CARSON CITY, Nev. (AP) — A Nevada state senator is trying for the second session in a row to repeal a health insurance-related minimum wage requirement that’s part of the state’s constitution.
Sen. Joe Hardy, R-Boulder City, presented SJR 2 to members of the Senate Committee on Legislative Operations and Elections Thursday. It is the same resolution Hardy sponsored last session that never made it out of committee.
This year, however, is different because of the Patient Protection and Affordable Care Act’s imminent start next year, Hardy said.
“There’s a new upside-down economic landscape and opinions change,” Hardy told committee members. “Now that it’s not a sword hanging over their head, we ought to let them vote again.”
The resolution would repeal a constitutional provision that requires employers that don’t provide health insurance to pay $1 more than the federal minimum wage. Voters adopted the increased wage law by wide margins in 2004 and 2006.

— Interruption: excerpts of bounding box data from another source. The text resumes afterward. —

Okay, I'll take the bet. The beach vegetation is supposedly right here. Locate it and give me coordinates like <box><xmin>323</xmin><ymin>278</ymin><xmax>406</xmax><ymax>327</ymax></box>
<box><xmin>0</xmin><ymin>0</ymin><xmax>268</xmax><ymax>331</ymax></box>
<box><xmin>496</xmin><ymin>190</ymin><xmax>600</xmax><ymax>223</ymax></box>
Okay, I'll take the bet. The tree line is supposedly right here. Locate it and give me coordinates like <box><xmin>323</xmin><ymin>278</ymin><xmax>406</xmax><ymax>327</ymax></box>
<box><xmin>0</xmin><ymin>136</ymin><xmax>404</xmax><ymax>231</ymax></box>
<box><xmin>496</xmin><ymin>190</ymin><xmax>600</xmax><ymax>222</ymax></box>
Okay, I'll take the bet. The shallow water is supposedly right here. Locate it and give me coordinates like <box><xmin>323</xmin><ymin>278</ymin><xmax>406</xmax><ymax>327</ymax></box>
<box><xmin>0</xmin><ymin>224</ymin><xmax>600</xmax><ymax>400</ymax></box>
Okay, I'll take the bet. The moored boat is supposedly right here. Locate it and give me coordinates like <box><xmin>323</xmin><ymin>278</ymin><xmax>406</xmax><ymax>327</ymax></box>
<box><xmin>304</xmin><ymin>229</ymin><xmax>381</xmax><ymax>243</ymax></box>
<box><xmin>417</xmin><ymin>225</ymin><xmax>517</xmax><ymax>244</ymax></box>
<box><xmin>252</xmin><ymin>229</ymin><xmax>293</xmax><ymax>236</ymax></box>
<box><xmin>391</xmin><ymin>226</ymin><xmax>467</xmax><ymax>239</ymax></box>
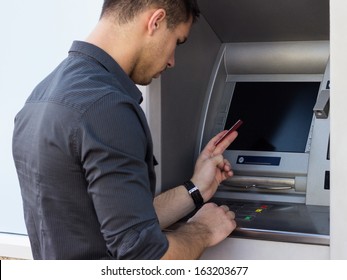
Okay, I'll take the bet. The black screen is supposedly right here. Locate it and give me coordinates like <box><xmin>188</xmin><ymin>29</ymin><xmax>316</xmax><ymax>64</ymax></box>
<box><xmin>225</xmin><ymin>82</ymin><xmax>320</xmax><ymax>153</ymax></box>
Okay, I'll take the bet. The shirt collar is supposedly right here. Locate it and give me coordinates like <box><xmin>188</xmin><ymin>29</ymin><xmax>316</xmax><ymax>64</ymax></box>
<box><xmin>69</xmin><ymin>41</ymin><xmax>143</xmax><ymax>103</ymax></box>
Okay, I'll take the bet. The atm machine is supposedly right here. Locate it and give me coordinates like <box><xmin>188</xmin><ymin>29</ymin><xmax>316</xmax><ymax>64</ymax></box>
<box><xmin>156</xmin><ymin>0</ymin><xmax>330</xmax><ymax>259</ymax></box>
<box><xmin>197</xmin><ymin>41</ymin><xmax>330</xmax><ymax>245</ymax></box>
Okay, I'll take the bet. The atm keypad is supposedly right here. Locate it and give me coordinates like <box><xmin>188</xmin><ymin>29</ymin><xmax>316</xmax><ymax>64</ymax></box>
<box><xmin>213</xmin><ymin>200</ymin><xmax>272</xmax><ymax>222</ymax></box>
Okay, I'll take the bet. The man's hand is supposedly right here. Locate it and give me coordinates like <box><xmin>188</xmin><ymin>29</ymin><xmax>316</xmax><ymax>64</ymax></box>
<box><xmin>162</xmin><ymin>203</ymin><xmax>236</xmax><ymax>259</ymax></box>
<box><xmin>191</xmin><ymin>131</ymin><xmax>237</xmax><ymax>201</ymax></box>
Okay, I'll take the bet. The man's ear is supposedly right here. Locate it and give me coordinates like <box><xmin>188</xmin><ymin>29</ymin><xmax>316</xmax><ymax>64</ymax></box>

Under the PPACA “play or pay” “shared responsibility” provisions, employers with more than 50 full-time employees that fail to provide health insurance will be required to pay a $2,000 fine per employee, after the first 30 workers. For example, if a company had 51 employees, the fine would be equal to $2,000 multiplied by 21.
The proposed resolution would “allow the health insurance we are now covered by to take effect and prevent employers from a double penalty,” Hardy said.